Fiction. Art. Memoir. Poetry. Drama. This small book contains various pieces—memoir, short stories, poems, a one-act play, some artwork—all done as humorous commentary on life. A former TV host for studies of museum art, Connor is best known for his paintings. His earlier book, Masters in Pieces (Journey Editions, 1997), illustrated not only his skill but also his humor in putting great works of art together. Of it, Eric P. Nash wrote in The New York Times: “…Magically, Connor whisks away the artifice of art history to forge some deeper connections, and makes us smile all the while.”
Russell Connor was born in Cambridge, MA, June 15, 1929. He had a BFA from Mass. College of Art and an MFA from the Yale School of Art, where he studied with Josef Albers. He was an internationally known painter and writer who contributed covers and illustrated essays to The New Yorker and The New York Times Book Review. After study with Josef Albers at Yale, and years painting in Japan and France, he was invited by the Museum of Fine Arts in Boston to be writer and host of Museum Open House, a nationally televised weekly gallery talk, produced with WGBH for public television for four years. While active as a painter, he also produced award-winning films on art, and was an early champion of video art. In 1970 he curated the world’s first museum exhibition of video art at the Rose Art Museum of Brandeis University, and later collaborated with Nam June Paik, Bill Viola, and William Wegman.
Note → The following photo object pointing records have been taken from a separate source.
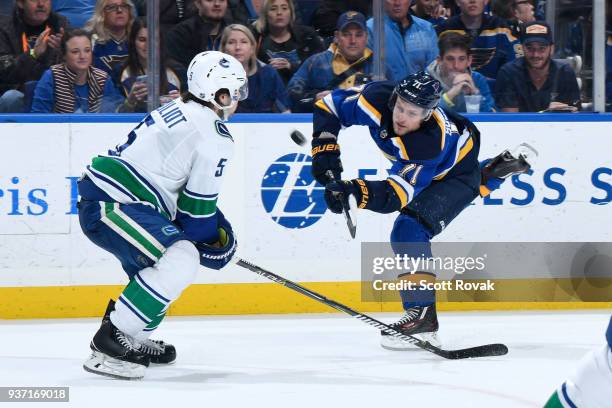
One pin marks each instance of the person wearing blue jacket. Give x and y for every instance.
(411, 43)
(452, 69)
(75, 86)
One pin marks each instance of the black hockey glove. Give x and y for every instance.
(326, 156)
(218, 254)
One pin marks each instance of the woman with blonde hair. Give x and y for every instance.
(282, 43)
(267, 92)
(110, 28)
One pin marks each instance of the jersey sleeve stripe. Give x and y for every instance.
(369, 110)
(397, 142)
(441, 123)
(122, 176)
(464, 145)
(196, 207)
(145, 182)
(198, 195)
(402, 188)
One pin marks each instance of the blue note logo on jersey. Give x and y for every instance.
(290, 194)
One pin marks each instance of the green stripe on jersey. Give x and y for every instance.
(143, 301)
(122, 176)
(198, 207)
(125, 227)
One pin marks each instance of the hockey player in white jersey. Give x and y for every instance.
(151, 202)
(590, 386)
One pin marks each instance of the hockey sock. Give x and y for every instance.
(144, 302)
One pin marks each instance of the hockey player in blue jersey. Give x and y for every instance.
(152, 203)
(435, 173)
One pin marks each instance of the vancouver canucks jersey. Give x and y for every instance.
(446, 145)
(174, 160)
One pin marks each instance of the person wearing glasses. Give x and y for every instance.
(29, 44)
(110, 28)
(493, 43)
(516, 13)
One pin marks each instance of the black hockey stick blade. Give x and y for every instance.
(487, 350)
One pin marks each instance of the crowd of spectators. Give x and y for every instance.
(67, 56)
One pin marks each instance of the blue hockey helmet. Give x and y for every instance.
(420, 89)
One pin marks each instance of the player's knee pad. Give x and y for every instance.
(176, 270)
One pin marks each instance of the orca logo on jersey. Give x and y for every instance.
(289, 193)
(223, 130)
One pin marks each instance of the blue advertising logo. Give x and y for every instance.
(290, 194)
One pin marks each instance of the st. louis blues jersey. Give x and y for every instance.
(174, 160)
(446, 145)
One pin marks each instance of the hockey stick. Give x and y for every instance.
(300, 140)
(471, 352)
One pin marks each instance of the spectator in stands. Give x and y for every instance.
(515, 12)
(452, 69)
(75, 86)
(410, 42)
(110, 27)
(326, 16)
(429, 10)
(492, 41)
(78, 12)
(199, 33)
(280, 42)
(171, 12)
(133, 74)
(267, 92)
(29, 44)
(346, 63)
(536, 82)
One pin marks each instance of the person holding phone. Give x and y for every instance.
(133, 75)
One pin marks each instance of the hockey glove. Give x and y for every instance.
(326, 156)
(338, 192)
(218, 254)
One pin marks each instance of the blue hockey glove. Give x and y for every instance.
(218, 254)
(326, 156)
(338, 192)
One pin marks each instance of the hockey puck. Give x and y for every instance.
(298, 137)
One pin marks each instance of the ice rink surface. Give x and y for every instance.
(310, 361)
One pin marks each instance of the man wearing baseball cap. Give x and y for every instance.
(346, 63)
(536, 82)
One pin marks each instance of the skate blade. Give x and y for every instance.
(102, 364)
(395, 344)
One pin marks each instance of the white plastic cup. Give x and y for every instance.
(472, 103)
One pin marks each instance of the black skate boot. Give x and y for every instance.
(114, 354)
(508, 163)
(420, 322)
(158, 351)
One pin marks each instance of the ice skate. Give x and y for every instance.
(159, 352)
(420, 322)
(508, 163)
(115, 355)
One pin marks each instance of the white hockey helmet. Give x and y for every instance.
(211, 71)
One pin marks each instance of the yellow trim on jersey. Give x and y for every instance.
(465, 149)
(400, 192)
(320, 104)
(369, 109)
(397, 141)
(442, 124)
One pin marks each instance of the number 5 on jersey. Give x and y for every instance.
(220, 168)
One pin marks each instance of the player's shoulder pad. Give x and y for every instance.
(222, 130)
(377, 94)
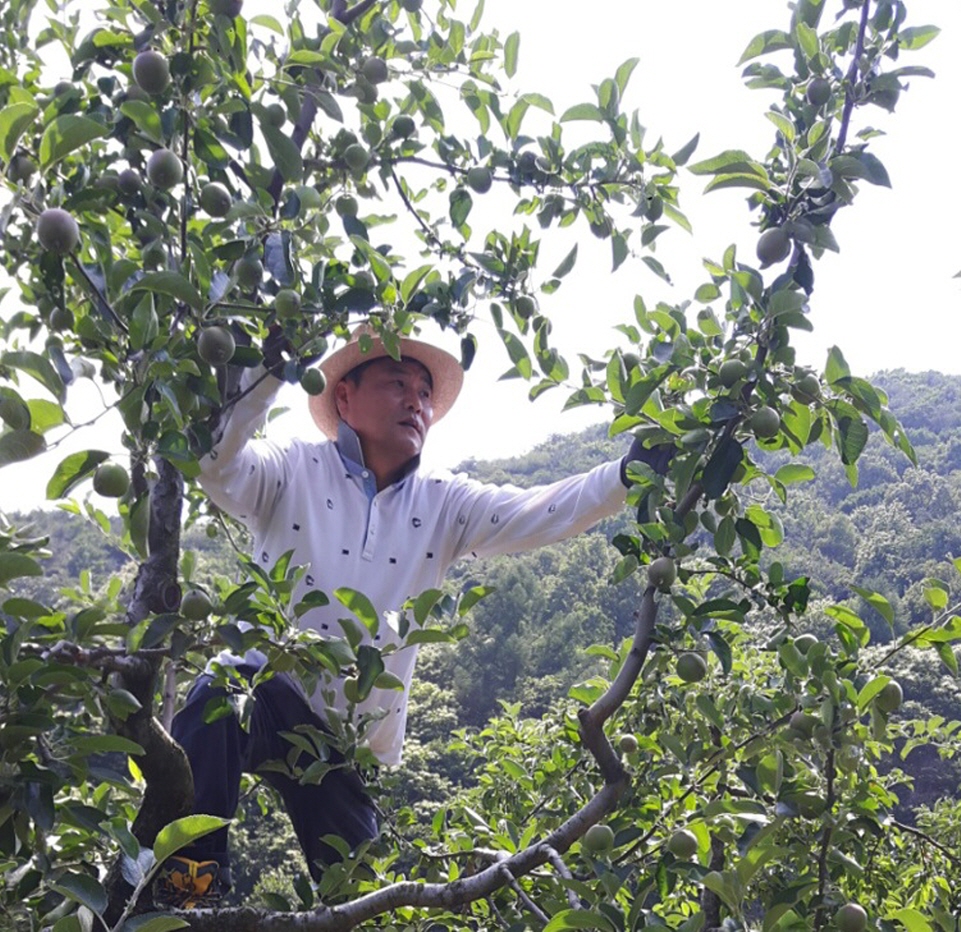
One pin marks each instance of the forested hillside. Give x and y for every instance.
(529, 640)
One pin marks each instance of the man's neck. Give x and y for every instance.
(350, 447)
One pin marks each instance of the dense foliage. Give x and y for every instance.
(210, 192)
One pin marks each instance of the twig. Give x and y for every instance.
(558, 863)
(851, 78)
(91, 284)
(529, 904)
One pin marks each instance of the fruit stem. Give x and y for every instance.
(850, 80)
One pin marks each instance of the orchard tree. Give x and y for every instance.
(211, 191)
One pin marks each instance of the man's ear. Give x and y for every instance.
(342, 399)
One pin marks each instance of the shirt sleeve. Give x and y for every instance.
(243, 475)
(494, 519)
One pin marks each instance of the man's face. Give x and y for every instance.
(390, 408)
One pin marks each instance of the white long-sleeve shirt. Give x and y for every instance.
(390, 545)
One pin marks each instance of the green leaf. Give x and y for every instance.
(73, 470)
(707, 292)
(19, 445)
(66, 134)
(152, 922)
(172, 284)
(511, 48)
(285, 154)
(784, 125)
(807, 39)
(370, 666)
(913, 38)
(83, 889)
(878, 602)
(17, 565)
(792, 473)
(97, 744)
(624, 72)
(429, 636)
(721, 467)
(686, 151)
(567, 264)
(461, 204)
(774, 40)
(738, 180)
(412, 281)
(39, 368)
(731, 160)
(146, 117)
(871, 689)
(14, 121)
(171, 838)
(583, 112)
(424, 603)
(360, 605)
(578, 919)
(837, 367)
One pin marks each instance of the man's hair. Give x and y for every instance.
(355, 374)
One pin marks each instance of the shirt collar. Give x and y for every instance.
(351, 452)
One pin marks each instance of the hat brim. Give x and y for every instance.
(445, 371)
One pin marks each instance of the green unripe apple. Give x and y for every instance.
(275, 114)
(356, 157)
(403, 126)
(374, 69)
(21, 168)
(216, 345)
(111, 480)
(250, 272)
(890, 697)
(807, 388)
(654, 208)
(129, 182)
(818, 92)
(731, 372)
(196, 605)
(309, 197)
(287, 303)
(229, 8)
(313, 381)
(691, 667)
(14, 412)
(804, 642)
(661, 573)
(346, 206)
(851, 918)
(164, 169)
(479, 179)
(683, 844)
(61, 318)
(803, 723)
(599, 838)
(765, 422)
(215, 199)
(774, 245)
(57, 231)
(151, 72)
(524, 306)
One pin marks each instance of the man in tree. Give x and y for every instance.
(359, 513)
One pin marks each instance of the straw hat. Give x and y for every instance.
(445, 372)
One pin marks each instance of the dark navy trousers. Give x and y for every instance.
(221, 751)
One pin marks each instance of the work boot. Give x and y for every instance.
(186, 884)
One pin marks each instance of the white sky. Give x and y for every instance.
(888, 300)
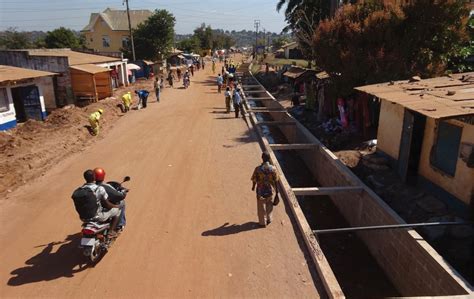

He traced the origin of art history-inspired painting he did, for over three decades, to a youthful stint as what he called an instant expert on the art of the world, writing and hosting Museum Open House, a WGBH-TV series from the Museum of Fine Arts, Boston. http://russellconnor.com/
An in depth, charming interview-article and additional in studio 8 min-youtube video interview: https://wgbhalumni.org/profiles/c/connor-russell/
In addition to exhibiting internationally in museums and galleries, he has done covers and illustrated essays for The New Yorker and The New York Times’ Book Review. He also engaged in the production of films and videotapes about the arts, for broadcast and cable television, for which he won several awards. In addition to being the writer/host for two WGBH series, Museum Open House from the Museum of Fine Arts, Boston, and Artists’ Showcase, he hosted a series for Cable Arts, A for Art; a series for HBO, The Artist’s Eye; and a series on experimental video for WNET in New York, entitled VTR: Video and Television Review. He has produced and directed PBS programs for the Whitney Museum of American Art (as Head of their Education Dept.), the Metropolitan Museum of Art, the Museum of Modern Art, The Asia Society, and The New York Historical Society, and documentaries on New York artists, funded by the New York State Council on the Arts. He collaborated on video art projects with Nam June Paik, Bill Viola, and William Wegman. Mr.Connor lectured at the School of Visual Arts, New York, the Metropolitan Museum of Art, the Whitney Museum of American Art, the DeCordova Museum School, the School of the Museum of Fine Arts, Boston, the Worcester Art Museum School, the University of Rhode Island, the Tama School of Fine Arts, Japan, Hunter College of The City University of New York, The New School University, New York, Brandeis University, The Art Students’ League, The Smithsonian American Art Museum and the École des Beaux Arts, Paris. His paintings are in numerous private and museum collections. For a list of Exhibitions and museum collections, file:///Users/useryou/Desktop/CV,+Russell+Connor.pdf
Jayne Merkel –
This book arrived in the middle of the afternoon when I was supposed to be doing research for my own book, but I decided to skim a few lines. Over an hour later, I put it down, having read all the way through without as much as a break for a glass of water, my stomach sore from giggling, my eyes damp from laughing so hard I cried. I knew Russell Connor was funny. His erudite and very skillful paintings are witty and wise in the most unusual ways (a few are included here). But I wasn’t prepared for the hilarity of his writing–or the range of his wit. The press conference held by Attila the Hun’s Press Secretary is one for the annals. The little domestic comedy about an old married couple (“As I Was Saying: A Play in One Act”) makes scenes from “Whose Afraid of Virginia Woolf” seem positively pedantic. “Songs without Music” squelch contemporary linguistic cliches. And Winslow Homer’s illustrations for Moby Dick (by Connor, of course), complete with imagined correspondence between the artist and the writer, are simply hilarious. Do not buy this book if you don’t want to laugh your head off, and whatever you do, don’t give it to a friend who has just had abdominal surgery.